Quand Abdelaziz Bouteflika arrive au pouvoir au printemps 1999, l’autoroute Est-Ouest (AEO) dort dans les dossiers du ministère des travaux publics depuis les années 1960. Moins de 300 km ont été construits dans les années 1980 par des entreprises algériennes, souvent publiques, financées par des prêts de la Banque européenne d’investissement, de la Banque mondiale et d’un fonds koweïtien. Le ministre des finances penche pour continuer dans la même voie, réaliser des tronçons d’autoroute là où la circulation est la plus forte, associer des sociétés nationales algériennes à des entreprises étrangères spécialisées qui financeront les travaux. Les unes amélioreront leur savoir-faire, les autres trouveront un marché. Le président ne le suit pas et reprend une autre piste défendue depuis 2003 par le président du Conseil constitutionnel Mohamed Bedjaoui, secondé par un intermédiaire sulfureux, Pierre Falcone, un « pied-noir » bien en cours à Alger, mais condamné à 6 ans de prison en France pour trafic d’armes : confier la réalisation de toute l’autoroute à un ou deux conglomérats et payer les travaux avec l’argent du pétrole qui connait alors une envolée de ses prix sans précédent.

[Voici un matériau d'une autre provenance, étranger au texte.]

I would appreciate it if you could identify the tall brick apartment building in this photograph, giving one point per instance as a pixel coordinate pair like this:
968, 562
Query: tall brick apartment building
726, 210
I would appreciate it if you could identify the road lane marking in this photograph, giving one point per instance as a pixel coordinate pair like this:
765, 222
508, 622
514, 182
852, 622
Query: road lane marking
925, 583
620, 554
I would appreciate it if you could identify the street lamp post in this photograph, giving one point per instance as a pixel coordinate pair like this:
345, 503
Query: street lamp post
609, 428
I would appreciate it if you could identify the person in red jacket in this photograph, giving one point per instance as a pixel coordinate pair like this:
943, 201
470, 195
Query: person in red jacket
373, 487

Abdelaziz Bouteflika est pressé, il entend solliciter un troisième mandat présidentiel en avril 2009 et veut aller vite ; le projet doit être suffisamment avancé, sinon achevé, à l’échéance. Le délai retenu est très bref, à peine 40 mois, d’autant que le démarrage est laborieux : les études n’existent pratiquement pas, ce sera aux entreprises choisies de les réaliser au fur à mesure des travaux. La question des prix n’est plus une obsession pour les autorités algériennes, vu que le ministre des finances a changé en mai 2005.
UN ATTELAGE BIZARRE
Après deux séjours en Chine et deux audiences par le premier ministre Ahmed Ouyahia et le patron de la Direction du renseignement et de la sécurité (DRS), le général Mohamed Mediène, dit « Tewfik », le lobbying du tandem Bedjaoui-Falco aboutit. Deux concurrents, l’un chinois, l’autre japonais, remportent au printemps 2006 l’appel d’offres d’une 2x3 voies devant des candidats occidentaux plus réputés, comme l’américain Bechtel — qui d’ailleurs portera plainte pour « favoritisme » contre les autorités algériennes.

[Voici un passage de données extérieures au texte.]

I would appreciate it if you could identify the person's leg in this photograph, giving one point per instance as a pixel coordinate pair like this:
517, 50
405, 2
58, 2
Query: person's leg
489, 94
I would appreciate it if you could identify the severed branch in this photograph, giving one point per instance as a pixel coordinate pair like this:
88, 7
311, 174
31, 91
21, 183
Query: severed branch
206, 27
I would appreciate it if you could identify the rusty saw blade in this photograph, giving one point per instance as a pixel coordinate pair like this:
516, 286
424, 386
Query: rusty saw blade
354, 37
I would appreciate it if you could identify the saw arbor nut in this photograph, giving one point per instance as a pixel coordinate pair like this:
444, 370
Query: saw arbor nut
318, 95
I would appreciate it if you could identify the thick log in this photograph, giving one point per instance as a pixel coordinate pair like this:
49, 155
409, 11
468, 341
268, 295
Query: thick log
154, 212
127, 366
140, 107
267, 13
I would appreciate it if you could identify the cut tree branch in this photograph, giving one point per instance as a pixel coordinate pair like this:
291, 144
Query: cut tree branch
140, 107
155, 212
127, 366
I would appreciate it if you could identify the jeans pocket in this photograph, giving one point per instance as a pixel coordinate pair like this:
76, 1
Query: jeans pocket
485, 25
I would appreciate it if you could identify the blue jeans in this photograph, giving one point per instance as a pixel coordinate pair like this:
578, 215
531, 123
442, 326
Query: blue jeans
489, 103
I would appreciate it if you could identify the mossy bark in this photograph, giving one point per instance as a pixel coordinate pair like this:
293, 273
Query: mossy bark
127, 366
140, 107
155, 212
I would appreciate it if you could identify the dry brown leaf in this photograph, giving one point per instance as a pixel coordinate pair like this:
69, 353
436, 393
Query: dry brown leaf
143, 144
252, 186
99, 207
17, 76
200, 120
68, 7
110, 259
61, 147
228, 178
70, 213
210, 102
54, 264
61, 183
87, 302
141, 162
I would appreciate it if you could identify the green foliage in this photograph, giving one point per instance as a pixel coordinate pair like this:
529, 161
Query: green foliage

Le partenaire chinois associe deux groupes qui n’ont jamais travaillé ensemble : China International & Investment Company (Citic), un fonds d’investissement fondé en 1979 par un vice-président de la République populaire de Chine, Rong Yiren, un vieux capitaliste d’avant la Révolution adoubé par le leader de l’époque Deng Xiao Ping. À ses côtés, pour faire le travail, une entreprise spécialisée dans les travaux ferroviaires, China Railway Construction Corporation (CRCC), fondée en 1948 par le Parti communiste. Le Consortium japonais pour l’autoroute algérienne (Cojaal) regroupe pour sa part six entreprises de l’industrie lourde.